How to Tame a Virus- A Review of *Paralyzed with Fear: The Story of Polio*

Polio is an infectious disease that holds a special allure for Pittsburghers. It was here that Jonas Salk conducted the research that led to his famous vaccine, forever changing the relationship between humans and this virus. I often imagine what it must have been like to witness Dr. Salk's triumphant return to Pittsburgh--police escort and all--after the vaccine was shown to be efficacious. Dr. Salk's achievement, however, is not something that stands alone; it is part of a pantheon of scientific advances (not the least of which includes Albert Sabin's version of the vaccine). 

There have been many books written about this virus, Jonas Salk, and other aspects of the fight to rid the world of this virus. One such book cost me a considerable amount of money (and is now available for $3.50). 

I recently completed one of the newer additions to this growing library: Gareth William's Paralyzed with Fear: The Story of Polio

I really enjoyed this book primarily because it provided a broad, historical, inductively-based scientific approach to the topic. Instead of providing a simple chronological listing of the landmark achievements that led to the control of polio, Dr. Williams employed an approach that places the reader on the trail of scientific inquiry that painstakingly led scientists, step-by-step (and down some unfortunate blind alleys), to higher rungs in the ladder of knowledge which culminated in Eckard Wimmer's synthesis--from scratch--of polio in 2002. 

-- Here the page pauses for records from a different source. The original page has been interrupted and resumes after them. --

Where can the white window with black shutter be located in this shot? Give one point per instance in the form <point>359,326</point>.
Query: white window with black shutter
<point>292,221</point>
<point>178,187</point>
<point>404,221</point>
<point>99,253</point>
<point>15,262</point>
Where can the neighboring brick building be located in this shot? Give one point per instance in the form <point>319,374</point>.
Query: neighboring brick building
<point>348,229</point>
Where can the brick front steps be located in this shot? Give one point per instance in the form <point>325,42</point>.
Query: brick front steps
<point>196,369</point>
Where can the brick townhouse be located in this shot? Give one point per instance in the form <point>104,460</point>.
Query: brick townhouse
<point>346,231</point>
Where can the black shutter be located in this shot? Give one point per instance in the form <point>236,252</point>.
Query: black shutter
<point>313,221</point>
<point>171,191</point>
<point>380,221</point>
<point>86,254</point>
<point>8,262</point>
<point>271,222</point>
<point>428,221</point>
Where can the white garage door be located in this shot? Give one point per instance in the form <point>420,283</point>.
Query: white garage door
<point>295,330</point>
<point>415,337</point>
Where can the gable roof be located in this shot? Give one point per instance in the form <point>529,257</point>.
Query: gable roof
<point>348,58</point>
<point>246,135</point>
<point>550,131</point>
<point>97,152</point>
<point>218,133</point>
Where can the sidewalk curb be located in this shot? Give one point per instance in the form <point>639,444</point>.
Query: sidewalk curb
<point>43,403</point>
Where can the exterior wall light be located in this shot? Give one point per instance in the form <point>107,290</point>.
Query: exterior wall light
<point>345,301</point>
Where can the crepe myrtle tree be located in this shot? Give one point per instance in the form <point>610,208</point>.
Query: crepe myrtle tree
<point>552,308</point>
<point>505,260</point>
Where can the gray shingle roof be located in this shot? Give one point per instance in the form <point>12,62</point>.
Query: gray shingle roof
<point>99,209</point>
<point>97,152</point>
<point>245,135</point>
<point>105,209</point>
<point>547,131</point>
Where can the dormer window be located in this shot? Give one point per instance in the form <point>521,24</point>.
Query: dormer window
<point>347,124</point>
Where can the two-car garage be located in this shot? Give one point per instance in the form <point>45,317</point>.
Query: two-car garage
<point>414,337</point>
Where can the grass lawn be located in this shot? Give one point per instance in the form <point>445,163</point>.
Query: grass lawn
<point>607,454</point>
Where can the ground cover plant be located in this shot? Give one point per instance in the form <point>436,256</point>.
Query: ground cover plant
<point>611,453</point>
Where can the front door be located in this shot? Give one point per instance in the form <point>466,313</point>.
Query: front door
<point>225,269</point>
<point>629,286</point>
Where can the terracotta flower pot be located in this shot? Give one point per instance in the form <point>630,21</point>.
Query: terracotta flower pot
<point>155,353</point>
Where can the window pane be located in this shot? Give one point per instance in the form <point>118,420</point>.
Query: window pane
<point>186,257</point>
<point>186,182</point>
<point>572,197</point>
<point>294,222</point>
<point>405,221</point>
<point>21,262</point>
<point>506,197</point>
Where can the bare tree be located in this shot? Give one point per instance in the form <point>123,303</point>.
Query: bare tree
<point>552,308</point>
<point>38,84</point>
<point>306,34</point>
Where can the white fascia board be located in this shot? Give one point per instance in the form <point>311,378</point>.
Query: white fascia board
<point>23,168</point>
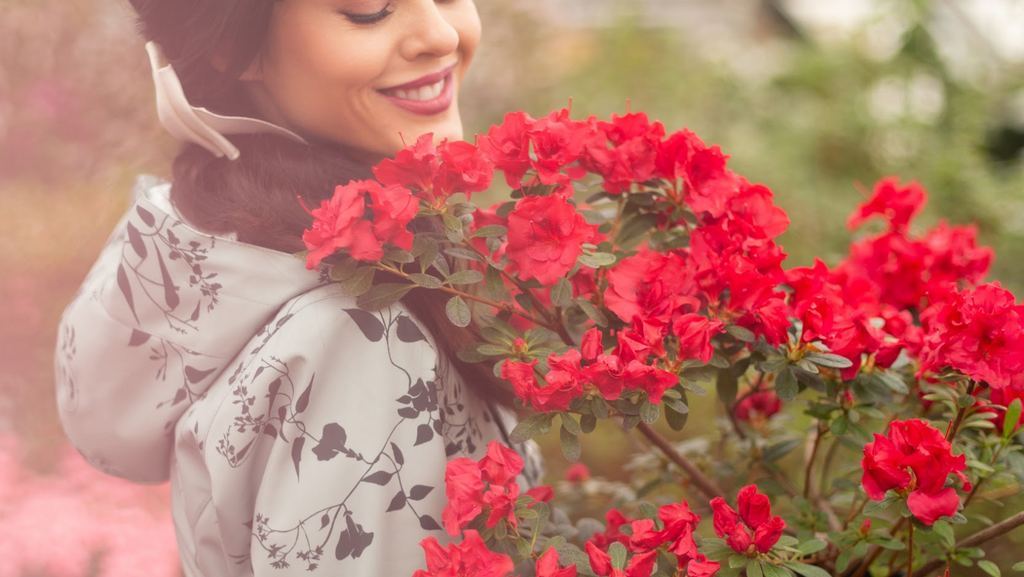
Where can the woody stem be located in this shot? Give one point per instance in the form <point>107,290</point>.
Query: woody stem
<point>700,481</point>
<point>961,412</point>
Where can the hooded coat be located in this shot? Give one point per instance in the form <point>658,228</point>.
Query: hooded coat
<point>299,433</point>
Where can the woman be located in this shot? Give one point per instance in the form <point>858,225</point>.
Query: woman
<point>299,433</point>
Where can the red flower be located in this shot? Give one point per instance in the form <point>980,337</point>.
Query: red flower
<point>464,489</point>
<point>464,486</point>
<point>694,333</point>
<point>896,204</point>
<point>547,566</point>
<point>558,142</point>
<point>555,396</point>
<point>754,516</point>
<point>339,222</point>
<point>980,333</point>
<point>508,147</point>
<point>437,172</point>
<point>700,567</point>
<point>914,459</point>
<point>546,236</point>
<point>469,558</point>
<point>641,565</point>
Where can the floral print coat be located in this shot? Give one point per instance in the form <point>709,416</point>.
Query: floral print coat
<point>299,433</point>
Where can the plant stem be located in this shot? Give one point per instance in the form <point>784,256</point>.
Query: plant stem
<point>961,412</point>
<point>978,538</point>
<point>810,461</point>
<point>700,481</point>
<point>867,561</point>
<point>909,552</point>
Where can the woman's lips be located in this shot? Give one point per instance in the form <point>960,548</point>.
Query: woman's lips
<point>425,99</point>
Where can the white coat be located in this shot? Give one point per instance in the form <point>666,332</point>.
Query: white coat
<point>300,435</point>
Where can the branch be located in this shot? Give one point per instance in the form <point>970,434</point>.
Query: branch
<point>700,481</point>
<point>978,538</point>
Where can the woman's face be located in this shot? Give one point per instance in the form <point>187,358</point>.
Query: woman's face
<point>368,74</point>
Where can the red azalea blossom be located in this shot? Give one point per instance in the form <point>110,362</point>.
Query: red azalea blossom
<point>469,558</point>
<point>468,496</point>
<point>437,172</point>
<point>753,528</point>
<point>978,332</point>
<point>508,147</point>
<point>547,566</point>
<point>546,237</point>
<point>339,222</point>
<point>914,459</point>
<point>896,204</point>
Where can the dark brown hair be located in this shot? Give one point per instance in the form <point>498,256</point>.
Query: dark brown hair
<point>255,196</point>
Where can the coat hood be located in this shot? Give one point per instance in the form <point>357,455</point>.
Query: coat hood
<point>164,311</point>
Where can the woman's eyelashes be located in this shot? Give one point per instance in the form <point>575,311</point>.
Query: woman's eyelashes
<point>366,18</point>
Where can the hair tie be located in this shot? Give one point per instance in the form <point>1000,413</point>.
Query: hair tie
<point>199,125</point>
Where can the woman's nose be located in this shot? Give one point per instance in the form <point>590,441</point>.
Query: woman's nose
<point>429,33</point>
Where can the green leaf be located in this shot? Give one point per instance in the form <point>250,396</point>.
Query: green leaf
<point>779,450</point>
<point>569,422</point>
<point>872,508</point>
<point>785,385</point>
<point>426,281</point>
<point>592,312</point>
<point>570,445</point>
<point>812,546</point>
<point>649,412</point>
<point>828,360</point>
<point>466,277</point>
<point>806,570</point>
<point>489,231</point>
<point>715,549</point>
<point>398,255</point>
<point>527,428</point>
<point>742,333</point>
<point>453,228</point>
<point>458,312</point>
<point>990,568</point>
<point>561,293</point>
<point>496,285</point>
<point>358,283</point>
<point>727,385</point>
<point>1011,419</point>
<point>772,570</point>
<point>383,295</point>
<point>597,259</point>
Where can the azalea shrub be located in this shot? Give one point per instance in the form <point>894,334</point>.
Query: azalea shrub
<point>632,271</point>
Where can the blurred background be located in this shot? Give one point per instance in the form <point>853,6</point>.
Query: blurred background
<point>811,97</point>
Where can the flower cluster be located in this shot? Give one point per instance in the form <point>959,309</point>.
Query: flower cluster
<point>360,217</point>
<point>667,276</point>
<point>751,531</point>
<point>914,459</point>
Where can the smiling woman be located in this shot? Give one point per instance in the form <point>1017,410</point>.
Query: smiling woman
<point>299,433</point>
<point>366,73</point>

Some highlights of the book include: a description of the well-known rivalry between Sabin and Salk (which included a particularly nasty bit of correspondence in which Sabin wrote to Salk that "love and kisses were being saved up" for him); DA Henderson's discovery of vaccine-associated paralytic polio (VAPP) linked to the Sabin vaccine in the 1960s; the anti-vaccine movement's opposition to the vaccine; a thorough discussion of the discredited hypothesis of the polio vaccine being the origin of HIV; speculation that FDR may have actually had Guillan-Barre Syndrome (not polio); the "fear campaign" designed to spur public concern in the US over this disease, which was never as big a threat to US public health as other diseases; and countless other anecdotes that make for good reading.

As of today polio eradication remains a daunting task with 89 cases occurring in 9 countries this year, 2 of which are new to the list from 2013. Nigeria, Afghanistan, and Pakistan are the 3 most important heads of this hydra that must be decapitated if eradication is to succeed. It remains to be seen whether this eradication will be successful but one thing is certain: the polio vaccine and the individuals who created it, or whose work led to its creation, have thoroughly destroyed the ability of this virus to wage war on mankind. It only remains for humans to allow the destruction to be total.